If it were up to the Swiss parliament or the Swiss government alone, same sex couples would be allowed to marry in Switzerland. But it is the people who will have the last word. This coming 26th of September, we are called to exercise direct democracy, again. The reason we’re voting on this question is because a referendum against the parliament’s draft bill legalising same sex marriage was launched. Most laws passed by parliament come into force without the People voting on them. And therefore they go largely unnoticed. In Switzerland, any citizen who has the right to vote, including Swiss abroad, can launch a popular referendum. If the authors of the referendum collect the required 50,000 valid signatures, the bill must be put to the vote of the people.
The same sex bill aims to correct inequalities
Today in Switzerland two women or two men can only enter into a registered civil partnership. While this legal partnership is much like marriage in most rights, it discriminates in others. The proposed bill will allow same sex couples to adopt a child together, and if one of the partners is foreign, he or she will benefit from a shorter and less expensive naturalisation process, as is the case for married couples. And, lesbian couples will have access to sperm donations, as is the case for women in heterosexual marriages. The proposed bill puts an end to long-standing inequalities.
Legislating by decree or through public debate?

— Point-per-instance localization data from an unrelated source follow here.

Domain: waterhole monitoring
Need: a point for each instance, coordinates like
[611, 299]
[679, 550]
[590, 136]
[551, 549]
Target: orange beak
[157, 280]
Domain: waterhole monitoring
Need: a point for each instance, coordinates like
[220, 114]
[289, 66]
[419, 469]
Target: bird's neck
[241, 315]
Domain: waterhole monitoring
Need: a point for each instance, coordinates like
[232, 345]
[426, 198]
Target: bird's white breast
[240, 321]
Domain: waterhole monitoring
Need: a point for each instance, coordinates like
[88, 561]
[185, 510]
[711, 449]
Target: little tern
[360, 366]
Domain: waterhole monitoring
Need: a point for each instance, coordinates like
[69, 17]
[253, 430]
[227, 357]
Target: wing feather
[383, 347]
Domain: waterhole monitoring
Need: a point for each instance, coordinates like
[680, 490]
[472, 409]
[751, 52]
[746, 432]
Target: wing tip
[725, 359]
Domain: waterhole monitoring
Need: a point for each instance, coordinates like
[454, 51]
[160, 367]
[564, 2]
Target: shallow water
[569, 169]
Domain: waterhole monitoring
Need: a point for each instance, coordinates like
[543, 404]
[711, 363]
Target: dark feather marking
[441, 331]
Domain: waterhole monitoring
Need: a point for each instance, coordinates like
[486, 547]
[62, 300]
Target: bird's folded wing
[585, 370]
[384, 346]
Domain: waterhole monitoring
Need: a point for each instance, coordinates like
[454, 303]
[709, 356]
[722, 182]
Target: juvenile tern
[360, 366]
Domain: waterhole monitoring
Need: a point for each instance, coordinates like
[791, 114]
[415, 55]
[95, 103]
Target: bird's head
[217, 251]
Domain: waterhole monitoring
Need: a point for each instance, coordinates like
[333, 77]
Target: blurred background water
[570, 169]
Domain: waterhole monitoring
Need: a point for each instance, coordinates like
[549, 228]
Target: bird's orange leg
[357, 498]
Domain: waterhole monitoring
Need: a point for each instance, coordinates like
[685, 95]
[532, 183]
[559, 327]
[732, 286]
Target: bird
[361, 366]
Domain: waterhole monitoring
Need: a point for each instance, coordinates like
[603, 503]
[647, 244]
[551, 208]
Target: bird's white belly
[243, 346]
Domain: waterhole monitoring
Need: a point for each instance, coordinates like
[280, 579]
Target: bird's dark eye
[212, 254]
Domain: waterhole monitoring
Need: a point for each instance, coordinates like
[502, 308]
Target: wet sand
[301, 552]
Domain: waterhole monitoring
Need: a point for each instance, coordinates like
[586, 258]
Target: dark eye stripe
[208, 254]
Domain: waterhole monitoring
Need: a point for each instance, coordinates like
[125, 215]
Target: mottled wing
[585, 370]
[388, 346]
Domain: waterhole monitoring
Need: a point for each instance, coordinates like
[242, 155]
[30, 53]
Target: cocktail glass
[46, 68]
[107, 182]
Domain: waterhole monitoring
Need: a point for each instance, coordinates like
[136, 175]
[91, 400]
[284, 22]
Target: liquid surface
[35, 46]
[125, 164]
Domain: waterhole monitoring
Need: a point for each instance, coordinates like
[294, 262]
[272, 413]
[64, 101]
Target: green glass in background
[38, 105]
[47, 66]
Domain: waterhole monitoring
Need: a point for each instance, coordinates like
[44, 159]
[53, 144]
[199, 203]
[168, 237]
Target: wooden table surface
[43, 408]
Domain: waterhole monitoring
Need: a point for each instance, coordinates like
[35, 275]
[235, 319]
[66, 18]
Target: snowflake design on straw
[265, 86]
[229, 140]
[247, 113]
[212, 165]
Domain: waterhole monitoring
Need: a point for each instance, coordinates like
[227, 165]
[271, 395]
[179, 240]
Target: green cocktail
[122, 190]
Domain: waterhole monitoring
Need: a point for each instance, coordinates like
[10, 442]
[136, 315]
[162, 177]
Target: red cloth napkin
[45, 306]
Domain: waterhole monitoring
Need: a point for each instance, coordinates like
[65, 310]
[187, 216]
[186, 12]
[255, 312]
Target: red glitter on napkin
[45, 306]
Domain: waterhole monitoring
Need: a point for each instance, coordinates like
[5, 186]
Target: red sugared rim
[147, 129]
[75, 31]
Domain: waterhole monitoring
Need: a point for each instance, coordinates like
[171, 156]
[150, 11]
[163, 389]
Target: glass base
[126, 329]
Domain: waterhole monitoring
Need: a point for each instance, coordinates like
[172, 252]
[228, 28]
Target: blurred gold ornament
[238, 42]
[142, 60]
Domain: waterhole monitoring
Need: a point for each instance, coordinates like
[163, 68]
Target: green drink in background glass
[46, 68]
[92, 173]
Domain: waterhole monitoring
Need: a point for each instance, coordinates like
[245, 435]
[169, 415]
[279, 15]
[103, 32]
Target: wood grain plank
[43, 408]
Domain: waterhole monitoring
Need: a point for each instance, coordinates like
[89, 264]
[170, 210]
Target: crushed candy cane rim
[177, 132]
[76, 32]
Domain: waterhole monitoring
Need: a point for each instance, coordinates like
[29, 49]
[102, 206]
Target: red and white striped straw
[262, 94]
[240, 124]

I almost feel grateful to the referendum committee. A decision made by the people has more democratic weight. Persuasion is superior to enforcement. Even if the persuading can be painfully slow; recall that women in Switzerland were granted the right to vote only in 1971. There is a trade-off between democracy and efficiency. The public debate spurred by the referendum has been important and healthy. And deliberation helps us continually form our Swiss identity. Witnessing the Zurich Pride event confirmed that this country is diverse, plural, tolerant. The idea of family has evolved, and so must the law.
I read in the PEW Research Center that same sex marriage is legal in 30 countries. Going through the list of countries, I see that in the large majority the legality was handed down from a high court, a “royal assent” or an executive decision. From the PEW’s account, it appears that only Finland and (Catholic-majority) Ireland legalized same-sex marriage through popular referendums. In both cases the referendum was launched in favour of same sex marriage, not against it. The intention of the initiators of the Swiss referendum was to stop same sex marriage. Today, as I see my 87-year old mother-in-law cast her vote in favour of her granddaughter’s right to marry her girlfriend, I am grateful to the committee for deferring the question to the People. The same-sex marriage law is a marriage secured through votes. Provided, of course, the last word is Yes.